FILENAME="${FILENAME_PREFIX}.previous.${EXTENSION}"
echo "$FILENAME"
kubectl logs -p -n "$NAMESPACE" "$POD_NAME" "$CONTAINER" > "$FILENAME" 2> /dev/null
done
done
# Dump all events
FILENAME="${OUTPUT_DIR}/events.log"
kubectl get events -A > "$FILENAME"
CWD=$(pwd)
cd $ROOT_OUTPUT_DIR || exit 1
TARBALL_FILE_NAME="${OUTPUT_DIR_NAME}.tar.gz"
tar -czvf "./${TARBALL_FILE_NAME}" "./${OUTPUT_DIR_NAME}"

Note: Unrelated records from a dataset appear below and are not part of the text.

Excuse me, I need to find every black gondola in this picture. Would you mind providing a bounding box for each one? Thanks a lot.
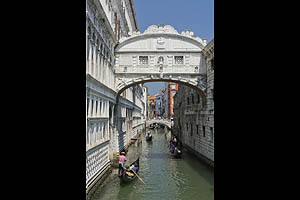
[170,148,182,158]
[119,157,140,182]
[146,135,152,141]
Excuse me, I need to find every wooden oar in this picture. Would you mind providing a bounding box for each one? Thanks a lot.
[131,170,146,185]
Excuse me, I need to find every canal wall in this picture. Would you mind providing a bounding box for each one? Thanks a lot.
[86,163,112,200]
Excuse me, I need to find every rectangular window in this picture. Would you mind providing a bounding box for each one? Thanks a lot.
[174,56,183,64]
[139,56,148,65]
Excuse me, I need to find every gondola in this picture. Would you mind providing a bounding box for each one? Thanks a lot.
[119,157,140,182]
[146,135,152,141]
[170,148,182,158]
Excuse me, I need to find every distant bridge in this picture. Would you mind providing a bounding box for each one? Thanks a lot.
[146,119,172,129]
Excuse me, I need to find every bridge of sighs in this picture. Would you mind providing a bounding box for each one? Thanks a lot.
[115,25,206,101]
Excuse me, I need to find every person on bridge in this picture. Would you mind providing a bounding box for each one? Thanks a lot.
[118,151,127,176]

mv "./${TARBALL_FILE_NAME}" "$OUTPUT_DIR"
echo
echo "Files located at $OUTPUT_DIR"
echo "Tarball located at ${OUTPUT_DIR}/${TARBALL_FILE_NAME}"
echo
echo "Search for errors:"
echo " $ grep -Ei \"fail|err\" ${OUTPUT_DIR}/*.log"
cd "$CWD" || exit 1
Let’s see this in action!
1
2
3
4
5
6
7
8
9
10
11
12
13
14
15
16
17
18
19
20
21
$ ./dump_pod_logs.sh
Using output dir /tmp/pod_logs_kind-kind_1636422622
/tmp/pod_logs_kind-kind_1636422622/default.test-deploy-8694d8f4d8-78ctd.test-app.current.log
/tmp/pod_logs_kind-kind_1636422622/default.test-deploy-8694d8f4d8-78ctd.test-app.previous.log
/tmp/pod_logs_kind-kind_1636422622/default.test-deploy-8694d8f4d8-7pmcw.test-app.current.log
/tmp/pod_logs_kind-kind_1636422622/default.test-deploy-8694d8f4d8-7pmcw.test-app.previous.log
/tmp/pod_logs_kind-kind_1636422622/default.test-deploy-8694d8f4d8-djg8n.test-app.current.log
/tmp/pod_logs_kind-kind_1636422622/default.test-deploy-8694d8f4d8-djg8n.test-app.previous.log
/tmp/pod_logs_kind-kind_1636422622/default.test-deploy-8694d8f4d8-ml67m.test-app.current.log
/tmp/pod_logs_kind-kind_1636422622/default.test-deploy-8694d8f4d8-ml67m.test-app.previous.log
/tmp/pod_logs_kind-kind_1636422622/kube-system.coredns-558bd4d5db-fr6j6.coredns.current.log
/tmp/pod_logs_kind-kind_1636422622/kube-system.coredns-558bd4d5db-fr6j6.coredns.previous.log
/tmp/pod_logs_kind-kind_1636422622/kube-system.coredns-558bd4d5db-krvzn.coredns.current.log
/tmp/pod_logs_kind-kind_1636422622/kube-system.coredns-558bd4d5db-krvzn.coredns.previous.log
... output removed for brevity ...
Files located at /tmp/pod_logs_kind-kind_1636422622
Tarball located at /tmp/pod_logs_kind-kind_1636422622/pod_logs_kind-kind_1636422622.tar.gz
Search for errors:
$ grep -Ei "fail|err" /tmp/pod_logs_kind-kind_1636422622/*.log
Once the script completes, you’ll have a directory with all of the logs and a tarball with them in there. And as mentioned above, this script generates a quick grep
command for you to search through all the logs. Let’s see that in action!
1
$ grep -Ei "fail|err" /tmp/pod_logs_kind-kind_1636422622/*.log
I like this because it allows you to quickly see issues and correlate between the different pods and logs. Hopefully this can help you as well!